Da pandemia à transição para o retorno presencial
Com a retomada dos atendimentos presenciais, surgem também muitas reflexões e questões clínicas, considerando a singularidade e especificidade de nossos atendimentos. Como fazer isto em períodos de risco de contaminação por um vírus que a ciência ainda está estudando os efeitos? Como dizer para uma criança que não se pode tirar a máscara, que não podemos nos aproximar, que não se pode manusear brinquedos? Como convocar as famílias a virem semanalmente, mesmo que estejamos cientes dos riscos de contágio que podem estar implicados?
A população que atendemos, muitas vezes crianças que tem questões clínicas importantes, estão isoladas em suas casas, quando possível, e sem contato com o meio externo. São famílias e crianças que estão em atendimento justamente por apresentarem riscos de estruturação psíquica, em que muita angústia e medos estão presentes. Será que precisamos ser mais um fator de ansiedade neste momento?

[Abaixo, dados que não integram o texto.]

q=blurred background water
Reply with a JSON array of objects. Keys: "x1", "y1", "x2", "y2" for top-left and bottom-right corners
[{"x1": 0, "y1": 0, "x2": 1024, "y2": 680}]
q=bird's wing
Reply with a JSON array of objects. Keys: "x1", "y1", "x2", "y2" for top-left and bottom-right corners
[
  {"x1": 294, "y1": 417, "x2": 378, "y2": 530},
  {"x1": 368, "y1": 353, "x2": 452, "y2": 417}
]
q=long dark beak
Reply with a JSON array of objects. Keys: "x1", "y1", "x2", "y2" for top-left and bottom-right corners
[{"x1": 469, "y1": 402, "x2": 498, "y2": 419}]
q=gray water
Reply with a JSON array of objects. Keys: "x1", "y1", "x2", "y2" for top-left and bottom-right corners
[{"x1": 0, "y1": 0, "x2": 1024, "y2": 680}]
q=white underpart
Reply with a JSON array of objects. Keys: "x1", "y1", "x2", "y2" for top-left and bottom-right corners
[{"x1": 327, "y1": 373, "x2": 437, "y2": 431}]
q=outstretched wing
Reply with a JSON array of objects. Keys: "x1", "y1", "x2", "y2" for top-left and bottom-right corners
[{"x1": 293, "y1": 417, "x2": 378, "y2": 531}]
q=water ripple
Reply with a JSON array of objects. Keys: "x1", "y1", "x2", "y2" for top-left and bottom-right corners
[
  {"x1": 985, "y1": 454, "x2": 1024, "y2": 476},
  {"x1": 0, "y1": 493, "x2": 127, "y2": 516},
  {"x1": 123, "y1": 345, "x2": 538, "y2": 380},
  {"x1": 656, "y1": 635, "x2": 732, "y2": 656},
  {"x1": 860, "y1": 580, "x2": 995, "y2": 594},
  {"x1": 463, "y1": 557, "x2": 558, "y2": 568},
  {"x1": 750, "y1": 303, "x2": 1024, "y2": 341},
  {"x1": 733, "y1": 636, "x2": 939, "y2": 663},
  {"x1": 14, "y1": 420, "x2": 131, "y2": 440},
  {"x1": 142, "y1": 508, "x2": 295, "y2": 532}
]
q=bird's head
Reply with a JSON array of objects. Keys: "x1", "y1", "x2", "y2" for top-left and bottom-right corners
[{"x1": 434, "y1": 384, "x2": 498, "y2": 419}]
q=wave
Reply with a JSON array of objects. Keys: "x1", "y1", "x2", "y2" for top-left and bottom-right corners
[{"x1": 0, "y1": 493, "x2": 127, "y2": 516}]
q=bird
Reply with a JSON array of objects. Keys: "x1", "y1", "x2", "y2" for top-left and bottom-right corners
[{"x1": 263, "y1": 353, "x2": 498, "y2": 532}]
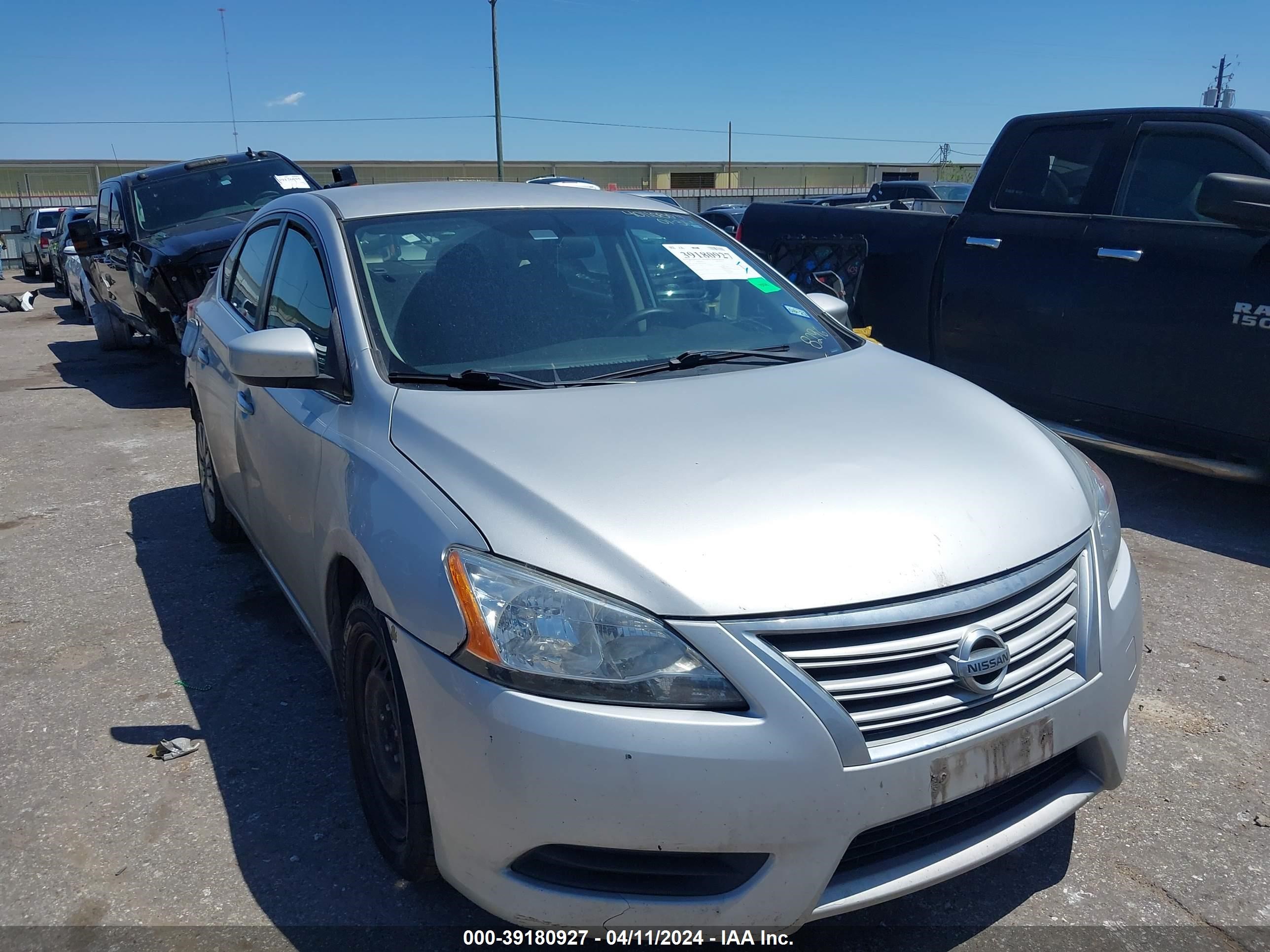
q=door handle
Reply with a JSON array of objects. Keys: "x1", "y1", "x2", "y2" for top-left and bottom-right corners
[{"x1": 1098, "y1": 247, "x2": 1142, "y2": 262}]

A partir da linguagem da clínica, esperamos refletir sobre a necessidade de aprofundar diálogos, integrando a preocupação dos profissionais de saúde com as condições sanitárias e promotoras de saúde mental das famílias sob nosso atendimento, com as preocupações dos gestores financeiros e administrativos para a possibilidade de continuidade dos serviços de formação e assistência. Como cuidar deste trânsito e da saúde física/concreta e mental/vincular deste alinhamento?
A preocupação dos profissionais de saúde com as condições sanitárias e promotoras de saúde mental das famílias sob nosso atendimento, muitas vezes diferem das situações privilegiadas pelos órgãos gestores de cuidados para investimento financeiro e administrativo. Ao mesmo tempo em que se exigem garantias de dedicação organizacional e trabalhista, não se consideram nuances e especificidades clínicas nem se priorizam verbas para garantia de condições básicas de manutenção de condições regulares que poderiam facilitar proteções a todos. Muitas vezes, em nosso precário ou “híbrido” sistema de saúde, combinando interesses particulares e comunitários, o direcionamento de recurso pouquíssimas vezes contempla a maioria da população e conta com a disponibilidade dos indivíduos para suprir as responsabilidades do que deveria ser uma gestão comunitária visando o interesse coletivo.
Em momento de possíveis cortes de dedicação de profissionais e necessidade de imposição do retorno presencial em massa ou em blocos, com a justificativa pseudo – pós pandêmica ou, talvez, realística de que pandemias vieram para ficar e que temos que lidar com isso, exercita-se uma sub valorização das alternativas construídas ao longo deste processo em projetos terapêuticos singulares que se mostraram sintônicos a esse momento de consciência quanto à necessidade de isolamento social. A assistência on-line vem atendendo as necessidades que se impuseram com a pandemia e, por isso, acreditamos que um retorno com uma margem maior de segurança para todos os implicados, poderia ser estruturado, na tentativa de construção de um modelo híbrido de trabalho e de um projeto de saúde coerentemente comunitário. A manutenção desta modalidade remota que se mostrou possível, em nosso entender clínico, e a preferência nesse momento ainda por esta forma de acesso ao contato terapêutico, recomendada pelo CRP, por exemplo, contrasta com a recomendação institucional do retorno presencial como modalidade prioritária.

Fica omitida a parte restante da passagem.